I'm sure he will play either magnificently, dazzling us with his skill.
But what useful musical purpose is served by the performance of any
violin concerto on a trumpet?
Furthermore, it seems disrespectful to music because the intent
of such performances is to cause the music to serve the performer rather
than the other way round. It is an amusing, pops-concert frivolity, not
the centerpiece of a performance of serious classical music played by
what used to be but no longer is, a first-class orchestra
If the audiences of the San Jose Symphony's Signature Series are
sympathetic to the current selection of programs and soloists, why are
the houses 44% empty? A facility built to hold 2600 attendees
currently has an average of 1460 people per performance. On occasion,
the house may be papered, this being a euphemism to describe the
dispensing of free tickets to avoid the appearance of public
disinterest. And the recommended solution to this situation has been
the construction of a new, smaller auditorium. This appears to be a
counterproductive strategy.
Something is very wrong with the programming being offered the South
Bay by its resident orchestra. The blame must rest at the feet of music
director Grin. He schedules music that he knows best, though it often
is not well performed. As a consequence, the season's repertory is
unbalanced.
The South Bay seems to have an affinity for German romantic symphonic
repertory, as does much of America. But, in the current San Jose
Symphony season, that constitutes only five works: Brahms First
Symphony, Liszt's "Faust Symphony," Schumann's Fourth, Beethoven's
Third, Mahler's Third, and Wagner's Wesendonck-Lieder. That's not
bad, but this most popular fare is overwhelmed by three programs
entirely devoted to large-scale symphonic works of Russian music on the
main series, and a fourth such program on the Familiar Classics series.
And last weekend's performance of the Liszt, both as a composition, with
all its repetitiveness and bombast, and its performance, was hardly a
strong representative example of the romantic period.
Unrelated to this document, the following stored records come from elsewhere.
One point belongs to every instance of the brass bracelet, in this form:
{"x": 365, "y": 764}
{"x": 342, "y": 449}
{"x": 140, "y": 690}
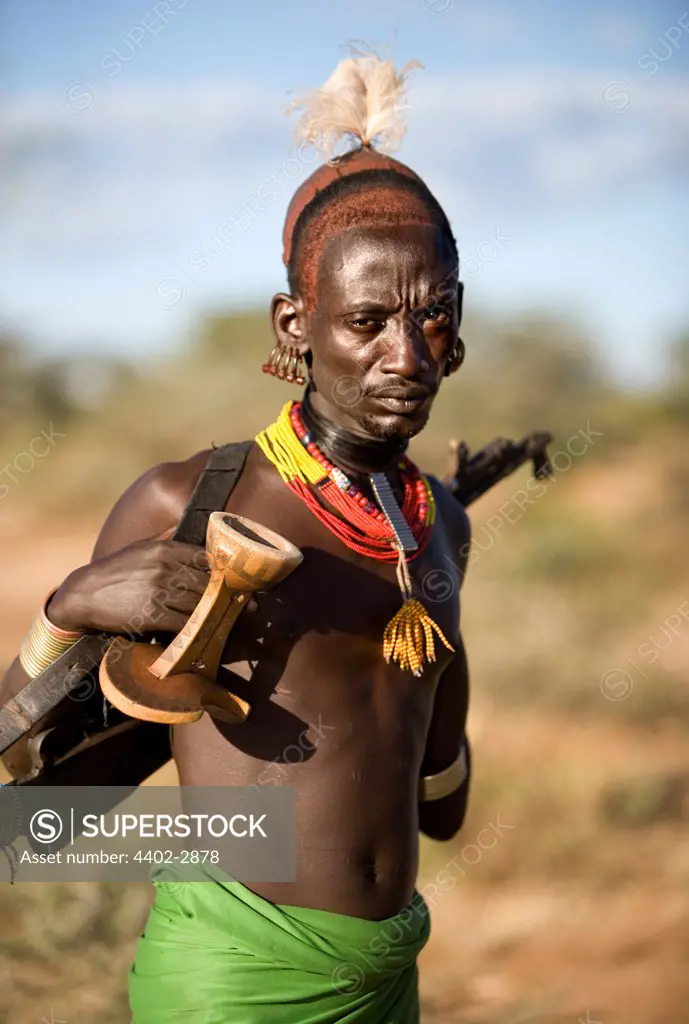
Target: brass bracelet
{"x": 45, "y": 642}
{"x": 445, "y": 781}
Furthermore, in this year, the San Jose Symphony ignores an event that
many other musical organizations in the world are celebrating, the
commemoration of the 250th anniversary of the death of Johann Sebastian
Bach. So we in the South Bay do not hear our resident orchestra
commemorate the death of the greatest polyphonist who ever lived.
In terms of broad scale, varied, eclectic repertory and soloists, we
in San Jose are not getting our money's worth. That I say so is not
important, but that audience attendance and red ink attest to it is a
much more meaningful statement.
(Musicologist/author Dan Leeson is a former member of the San
Jose Symphony Orchestra, a retired businessman, and an
editor of the 220-volume complete Mozart edition published by Bärenreiter.)